VDR knockdown in PC3 cells reduces tumor growth in vivo. (a–c) Orthotopic implantation (soft tissue, male nude mice). Tumors derived from PC3-VDR-KD cells grew significantly slower than those induced by PC3-NT cells (n=9) (a). At study endpoint (day 69 p.i.) tumor weight (b) was reduced by 40% and the proportion of apoptotic cells (c) was increased by 125% in PC3-VDR-KD compared to PC3-NT tumors (n=10). Asterisks denote significant difference from controls (*P<0.05). Data are mean±s.e.m. (d–j) Intra-tibial implantation: Lytic lesion size (d,e) and tumor area (f) at endpoint (day 31 p. i.) were significantly smaller in mice implanted with PC3-VDR-KD cells compared to those implanted with PC3-NT cells (n=12).

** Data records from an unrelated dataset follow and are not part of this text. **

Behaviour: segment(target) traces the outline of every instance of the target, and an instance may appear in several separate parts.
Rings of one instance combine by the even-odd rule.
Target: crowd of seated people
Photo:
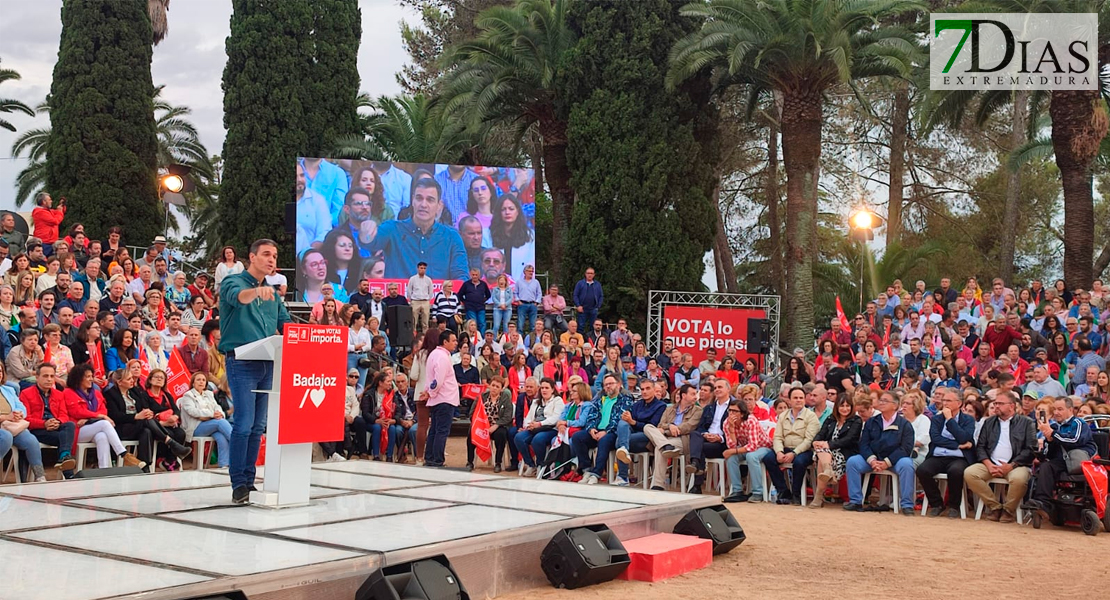
[[[43,471],[41,454],[29,449],[32,437],[58,448],[56,466],[67,475],[78,443],[94,444],[102,466],[114,456],[172,470],[189,441],[213,438],[215,462],[226,465],[233,415],[214,344],[215,289],[206,274],[186,285],[157,244],[134,262],[118,235],[114,243],[113,256],[93,242],[82,258],[70,258],[61,242],[51,252],[57,262],[34,252],[3,263],[11,285],[0,286],[0,450],[23,451],[32,478]],[[221,275],[241,268],[232,248],[221,256],[216,288]],[[558,438],[577,459],[564,478],[585,485],[628,485],[633,455],[647,452],[653,489],[675,484],[667,467],[683,457],[687,491],[699,492],[707,461],[722,459],[729,502],[771,496],[800,504],[811,488],[815,508],[837,497],[847,510],[912,513],[927,499],[930,516],[959,516],[962,496],[952,490],[966,487],[989,519],[1005,522],[1015,520],[1035,470],[1033,508],[1073,470],[1069,456],[1094,454],[1082,417],[1110,414],[1110,293],[1100,282],[1089,291],[1032,282],[1015,293],[1000,279],[989,291],[973,278],[962,291],[941,279],[929,293],[922,282],[904,289],[896,281],[854,319],[834,319],[817,340],[816,360],[797,348],[775,387],[735,348],[697,362],[665,339],[649,356],[624,319],[609,328],[597,318],[604,296],[593,270],[572,302],[556,286],[536,293],[534,268],[524,273],[487,283],[475,271],[468,281],[445,282],[408,356],[390,346],[386,308],[413,298],[361,282],[340,302],[324,288],[310,321],[351,327],[345,434],[321,445],[324,456],[421,462],[428,427],[423,364],[447,328],[460,334],[456,415],[484,409],[493,470],[534,476]],[[52,285],[29,296],[43,275]],[[491,287],[500,287],[495,327],[485,323]],[[505,314],[509,306],[515,321]],[[190,387],[178,398],[165,388],[170,352],[189,356]],[[122,447],[129,440],[140,443],[133,452]],[[468,468],[475,458],[467,439]],[[868,502],[864,482],[875,472],[898,476],[890,506]],[[936,479],[941,474],[947,495]],[[1002,499],[990,488],[997,479],[1009,484]]]
[[[53,221],[64,215],[47,193],[36,202]],[[214,285],[204,272],[190,283],[161,235],[133,258],[119,227],[101,241],[80,223],[61,233],[43,223],[32,236],[0,233],[0,460],[14,448],[21,478],[41,481],[48,454],[68,478],[88,445],[101,468],[176,470],[195,435],[213,437],[226,466],[232,410],[215,294],[243,268],[234,251],[222,253]],[[171,353],[202,385],[171,393]]]

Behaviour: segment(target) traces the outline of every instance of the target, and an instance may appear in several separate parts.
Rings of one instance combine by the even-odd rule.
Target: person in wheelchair
[[[1082,464],[1098,452],[1091,427],[1076,416],[1071,397],[1057,398],[1052,404],[1050,423],[1048,410],[1037,413],[1037,428],[1045,435],[1043,456],[1037,466],[1036,485],[1030,507],[1042,518],[1054,508],[1056,485],[1064,476],[1082,476]]]

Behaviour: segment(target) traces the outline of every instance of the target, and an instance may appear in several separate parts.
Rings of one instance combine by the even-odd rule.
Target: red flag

Compared to NT controls, tumors derived from PC3-VDR-KD cells were characterized by increased apoptosis (g) and lower mitotic activity (h), and at the bone/tumor interface exhibited increased total and cortical bone area (i,j) and reduced osteoclast number (k). Asterisks denote significance difference from controls (*P<0.05; **P<0.01). Data are mean±s.e.m.

Figure 5

Knockdown of the VDR in MDA-MD-231 breast cancer cells downregulates Wnt/β-catenin signaling pathway. (a) Hierarchical clustering of 121 differentially expressed genes (P<0.05) between MDA-VDR-KD compared to MDA-NT cell lines (microarray data set) showed distinctive expression patterns. The three lanes represent gene array patterns derived from three separate cultures of the same cell line (MD-NT or MDA-VDR-KD) cultured in identical conditions for the same amount of time. (b) From this list, candidate genes belonging to the Wnt/β-catenin pathway, downstream of β-catenin were shown to be downregulated. (c) qRT-PCR was used to validate these genes whereby reflecting processes in decreased proliferation and increased apoptosis. (d,e) Both cytoplasmic and nuclear β-catenin protein levels were reduced in MDA-VDR-KD compared to MDA-NT cells. Treatment with 10⁻⁸ mol·L⁻¹ 1,25(OH)₂D₃ induced nuclear β-catenin protein levels in MDA-NT but not in MDA-VDR-KD cells while GSK-3β expression remained unchanged in 1,25(OH)₂D₃-treated MDA-NT and MDA-VDR-KD cells (d). Reduced β-catenin protein levels in tumors derived from VDR knockdown cells relative to NT controls (IHC stain, e). (f–j) Inhibition of GSK-3β via treatment of VDR-NT and VDR-KD cells with 1 μmol·L⁻¹ BIO resulted in increased expression levels of β-catenin protein (f) as well as Axin2, cyclin D1 and Ki67 mRNA (g). Inhibition of GSK-3β was associated with increased growth of MDA-VDR-KD cells (h), significantly reduced apoptosis (i) but unchanged proliferation of VDR-KD cells, as assessed by Ki67 expression (j). Asterisks denote significance difference from controls (*P<0.05; **P<0.01). Data are mean±s.e.m.